La puissante lumière orangée du soleil vient se baigner aux aurores dans le bassin ligérien. C’est dans la direction de l’est que l’astre envoie ses premières pulsions de chaleur et réanime les êtres tenaillés dans la pénombre. Le fleuve s’éveille et s’endort mais ne cesse de charrier la vie et la mort au travers de ses méandres tourmentés. Elle coulait devant moi depuis toujours, elle coulait ici avant tout le monde. Par sa puissance millénaire, elle a creusé son ornière et s’étend des massifs volcaniques d’Auvergne aux plaines océaniques de l’Atlantique. On ne peut plus lui dire son âge, mais chaque jour elle est nouvelle. Régénérée par sa source et injectée dans ses bras par le souffle de ses affluents, la Loire est intarissable.
Elle passe devant mes yeux. Inscrivant une barrière géographique d’une rive à l’autre. Derrière les arbres bordant ses berges, pas une habitation visible, pas un pont pour la traverser. Depuis mon village de la Pointe à Bouchemaine dans le Maine-et-Loire, elle fait vibrer les habitants. L’hiver, elle s’étend et inonde le territoire, on se déplace sur les pontons de bois ou en barque à bout de bras. Elle emportera ce qu’elle pourra. L’été, elle s’ensable et offre des alcôves reculées sur ses îles et rives où l’on se prélasse. Néanmoins prudence, ses sables sont remuants. Ici, elle reste sauvage et impose son diktat. La Dame est belle mais tourmentée. On lira sur les portes des cafés que nul n’est censé ignorer la Loire.

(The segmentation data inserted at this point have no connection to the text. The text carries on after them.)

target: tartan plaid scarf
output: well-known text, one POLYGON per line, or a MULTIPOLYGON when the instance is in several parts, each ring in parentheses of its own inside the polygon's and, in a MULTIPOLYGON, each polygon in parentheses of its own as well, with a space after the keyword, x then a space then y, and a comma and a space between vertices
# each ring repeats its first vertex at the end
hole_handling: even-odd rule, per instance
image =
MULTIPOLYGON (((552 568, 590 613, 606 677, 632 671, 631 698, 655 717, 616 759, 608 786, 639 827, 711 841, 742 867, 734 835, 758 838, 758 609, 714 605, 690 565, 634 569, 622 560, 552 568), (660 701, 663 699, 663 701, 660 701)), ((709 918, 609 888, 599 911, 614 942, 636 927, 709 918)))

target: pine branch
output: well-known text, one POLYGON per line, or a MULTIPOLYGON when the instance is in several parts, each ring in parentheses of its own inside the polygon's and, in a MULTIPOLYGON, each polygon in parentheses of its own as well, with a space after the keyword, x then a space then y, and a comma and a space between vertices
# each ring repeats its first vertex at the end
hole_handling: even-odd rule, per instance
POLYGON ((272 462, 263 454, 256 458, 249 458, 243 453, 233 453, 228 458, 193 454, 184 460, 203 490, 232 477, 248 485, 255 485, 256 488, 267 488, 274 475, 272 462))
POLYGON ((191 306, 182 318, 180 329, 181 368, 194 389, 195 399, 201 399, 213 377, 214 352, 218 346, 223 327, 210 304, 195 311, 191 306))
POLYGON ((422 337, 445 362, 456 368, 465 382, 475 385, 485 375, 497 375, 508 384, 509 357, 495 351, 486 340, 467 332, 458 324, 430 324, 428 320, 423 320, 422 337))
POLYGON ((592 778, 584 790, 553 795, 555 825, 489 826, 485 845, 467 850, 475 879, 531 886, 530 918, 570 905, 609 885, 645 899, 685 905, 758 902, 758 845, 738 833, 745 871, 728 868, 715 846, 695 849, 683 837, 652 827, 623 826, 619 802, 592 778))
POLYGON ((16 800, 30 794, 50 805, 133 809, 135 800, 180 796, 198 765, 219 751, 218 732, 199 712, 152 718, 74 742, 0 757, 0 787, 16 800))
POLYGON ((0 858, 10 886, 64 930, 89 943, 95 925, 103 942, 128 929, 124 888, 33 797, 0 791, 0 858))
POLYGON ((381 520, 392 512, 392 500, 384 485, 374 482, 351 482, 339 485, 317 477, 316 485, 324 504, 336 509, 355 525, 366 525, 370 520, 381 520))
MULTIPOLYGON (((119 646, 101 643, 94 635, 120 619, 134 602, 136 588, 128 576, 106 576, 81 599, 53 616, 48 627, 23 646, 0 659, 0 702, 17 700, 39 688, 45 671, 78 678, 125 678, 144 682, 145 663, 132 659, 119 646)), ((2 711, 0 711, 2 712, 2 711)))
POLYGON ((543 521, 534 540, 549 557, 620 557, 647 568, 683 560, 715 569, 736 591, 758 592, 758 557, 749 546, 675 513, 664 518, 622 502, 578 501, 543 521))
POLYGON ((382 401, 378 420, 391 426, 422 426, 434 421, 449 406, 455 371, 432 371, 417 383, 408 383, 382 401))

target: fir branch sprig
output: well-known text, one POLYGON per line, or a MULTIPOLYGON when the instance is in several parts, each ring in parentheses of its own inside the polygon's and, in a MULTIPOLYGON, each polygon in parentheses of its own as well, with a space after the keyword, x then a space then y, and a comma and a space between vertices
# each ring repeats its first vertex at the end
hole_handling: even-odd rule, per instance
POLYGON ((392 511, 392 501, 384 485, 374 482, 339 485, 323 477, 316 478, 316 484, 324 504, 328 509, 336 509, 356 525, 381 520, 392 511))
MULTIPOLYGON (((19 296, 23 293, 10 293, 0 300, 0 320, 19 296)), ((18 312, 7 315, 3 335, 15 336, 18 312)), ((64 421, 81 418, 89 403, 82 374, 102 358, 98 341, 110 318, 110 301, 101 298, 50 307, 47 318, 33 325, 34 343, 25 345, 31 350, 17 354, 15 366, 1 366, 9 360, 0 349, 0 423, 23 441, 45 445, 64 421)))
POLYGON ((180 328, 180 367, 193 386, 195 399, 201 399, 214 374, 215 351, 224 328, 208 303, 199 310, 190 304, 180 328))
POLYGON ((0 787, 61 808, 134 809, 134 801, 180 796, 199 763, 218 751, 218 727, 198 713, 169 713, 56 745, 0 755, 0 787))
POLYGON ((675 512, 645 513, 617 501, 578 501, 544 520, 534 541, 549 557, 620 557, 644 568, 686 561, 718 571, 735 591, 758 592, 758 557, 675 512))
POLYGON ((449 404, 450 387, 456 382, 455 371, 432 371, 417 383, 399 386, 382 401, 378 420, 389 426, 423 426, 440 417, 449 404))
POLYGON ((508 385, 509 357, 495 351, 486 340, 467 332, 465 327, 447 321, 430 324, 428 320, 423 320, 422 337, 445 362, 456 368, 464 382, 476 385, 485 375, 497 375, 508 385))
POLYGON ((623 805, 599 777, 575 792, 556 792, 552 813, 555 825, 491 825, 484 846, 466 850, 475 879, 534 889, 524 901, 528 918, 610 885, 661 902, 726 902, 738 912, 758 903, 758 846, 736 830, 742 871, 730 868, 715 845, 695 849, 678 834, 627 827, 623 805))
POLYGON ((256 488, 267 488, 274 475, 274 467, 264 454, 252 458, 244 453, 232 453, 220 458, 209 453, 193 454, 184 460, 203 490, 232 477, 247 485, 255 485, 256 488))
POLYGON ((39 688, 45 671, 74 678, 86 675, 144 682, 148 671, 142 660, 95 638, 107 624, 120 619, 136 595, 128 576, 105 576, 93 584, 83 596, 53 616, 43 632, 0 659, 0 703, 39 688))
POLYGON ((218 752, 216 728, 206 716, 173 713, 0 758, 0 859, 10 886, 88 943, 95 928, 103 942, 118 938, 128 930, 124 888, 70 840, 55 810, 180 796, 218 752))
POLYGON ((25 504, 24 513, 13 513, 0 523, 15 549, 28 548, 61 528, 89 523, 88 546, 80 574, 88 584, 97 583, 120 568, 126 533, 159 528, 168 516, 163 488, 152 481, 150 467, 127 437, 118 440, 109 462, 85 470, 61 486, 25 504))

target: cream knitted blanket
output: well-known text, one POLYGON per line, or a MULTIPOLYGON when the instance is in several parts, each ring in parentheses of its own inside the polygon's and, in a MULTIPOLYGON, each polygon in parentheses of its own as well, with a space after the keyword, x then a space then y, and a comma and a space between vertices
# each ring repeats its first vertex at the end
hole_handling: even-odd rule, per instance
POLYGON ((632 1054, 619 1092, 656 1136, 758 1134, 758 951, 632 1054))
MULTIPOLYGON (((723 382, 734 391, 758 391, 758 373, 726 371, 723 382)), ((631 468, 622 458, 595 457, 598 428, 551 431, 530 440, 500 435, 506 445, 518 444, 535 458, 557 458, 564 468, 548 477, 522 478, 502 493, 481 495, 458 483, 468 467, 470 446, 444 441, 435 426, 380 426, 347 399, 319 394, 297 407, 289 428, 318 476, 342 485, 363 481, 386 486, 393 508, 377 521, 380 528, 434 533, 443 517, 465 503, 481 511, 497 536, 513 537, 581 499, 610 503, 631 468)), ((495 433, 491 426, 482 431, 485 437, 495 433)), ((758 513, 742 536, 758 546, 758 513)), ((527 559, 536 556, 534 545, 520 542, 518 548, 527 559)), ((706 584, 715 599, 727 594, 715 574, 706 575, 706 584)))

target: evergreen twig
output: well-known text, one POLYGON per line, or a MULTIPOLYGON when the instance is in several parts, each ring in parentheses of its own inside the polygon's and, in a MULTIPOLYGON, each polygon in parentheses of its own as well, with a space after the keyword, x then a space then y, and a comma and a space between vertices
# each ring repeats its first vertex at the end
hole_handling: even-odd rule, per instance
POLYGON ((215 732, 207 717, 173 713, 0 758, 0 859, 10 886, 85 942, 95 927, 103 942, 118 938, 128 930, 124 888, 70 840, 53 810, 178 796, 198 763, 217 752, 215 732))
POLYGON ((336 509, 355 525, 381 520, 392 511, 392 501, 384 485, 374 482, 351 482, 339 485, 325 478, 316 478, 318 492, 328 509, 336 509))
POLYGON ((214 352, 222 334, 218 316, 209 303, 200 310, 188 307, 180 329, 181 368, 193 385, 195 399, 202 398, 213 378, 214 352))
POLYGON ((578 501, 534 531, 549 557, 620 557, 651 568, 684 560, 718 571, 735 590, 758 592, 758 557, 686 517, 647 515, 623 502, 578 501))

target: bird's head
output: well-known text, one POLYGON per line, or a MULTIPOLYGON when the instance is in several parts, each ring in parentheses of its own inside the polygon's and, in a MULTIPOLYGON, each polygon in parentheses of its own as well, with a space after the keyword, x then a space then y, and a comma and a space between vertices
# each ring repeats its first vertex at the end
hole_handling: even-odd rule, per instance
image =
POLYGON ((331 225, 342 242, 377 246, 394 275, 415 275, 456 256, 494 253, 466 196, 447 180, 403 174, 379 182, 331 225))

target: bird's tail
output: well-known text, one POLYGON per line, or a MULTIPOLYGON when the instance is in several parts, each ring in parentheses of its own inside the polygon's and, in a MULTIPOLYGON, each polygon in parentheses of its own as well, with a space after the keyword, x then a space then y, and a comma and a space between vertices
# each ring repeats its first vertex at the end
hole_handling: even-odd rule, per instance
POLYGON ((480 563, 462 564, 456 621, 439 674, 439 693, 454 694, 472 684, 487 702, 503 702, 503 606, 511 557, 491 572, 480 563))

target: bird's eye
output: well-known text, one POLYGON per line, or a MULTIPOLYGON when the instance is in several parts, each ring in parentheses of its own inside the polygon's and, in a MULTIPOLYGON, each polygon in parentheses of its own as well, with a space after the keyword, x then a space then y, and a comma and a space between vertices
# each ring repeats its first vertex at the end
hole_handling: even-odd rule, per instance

Le fleuve royal. On en parle aussi bien au masculin qu’au féminin. Les Gallo-Romains l’appelaient Liger et en a découlé le patronyme des gens installés sur ses levées et ses coteaux. Les Ligériens admirent cette artère tonnante qui découpe le paysage depuis aussi longtemps que l’on puisse s’en souvenir. De mémoire d’Homme, on commerçait les épices, le vin, la pierre ou le charbon via les eaux. Les plates de Loire remontaient les grandes citées de Nantes à Orléans puis Nevers. La marine de Loire s’abreuvait de tous les vins dans les villages albâtre bâtis en pierre de tuffe. De l’aube au crépuscule, on ramenait les poissons des bosselles et on vidait des canons en jouant à la boule de fort. Il n’est pas étonnant que les rois aient choisi les campagnes du fleuve majestueux pour bâtir leurs châteaux, dans ce jardin de la France si bon pour la chasse et favorable à l’agriculture
Toutes ces histoires imprimées dans les pierres, ajoutées à l’esthétisme foudroyant de la Loire devaient inexorablement m’appeler à me jeter à corps perdu, tel un fou investi d’une quête, vers les confins de ses origines. La genèse de la Loire, le Mont-Gerbier-de-Jonc. Je ne sais même pas vraiment où il se situe. Apparemment quelque part dans le Massif central. Mais à quoi ressemble-t-il ? Que vais-je trouver une fois arrivé ? Je déplie la carte de France et pointe du doigt ma position. En suivant le filet bleu, je traverse effectivement des noms de villes connus. Saumur, Tours, Blois, Orléans. Une fois passé cette latitude, mon doigt bifurque en prenant une courbe géographique surprenante partant vers le sud. En fait, c’est la Loire qui part vers le nord et prend un virage vers l’ouest. À présent, mon index pointe des endroits totalement inconnus. Je connais Gien de nom, j’ai rêvé de Briare, je ne connais pas Nevers encore moins Digoin. Que vais-je trouver après Roanne? Je passerai le Puy-en-Velay et ensuite? Ensuite, c’est la montagne et la source aux abords d’un dernier village baptisé Sainte-Eulalie, perdu dans les reliefs cartographiques. La distance me paraît conséquente et m’impressionne. Je remonterai la Loire en pédalant à contre-courant. J’irai à la rencontre de la Loire en longeant ses flancs, au plus proche de ses courants.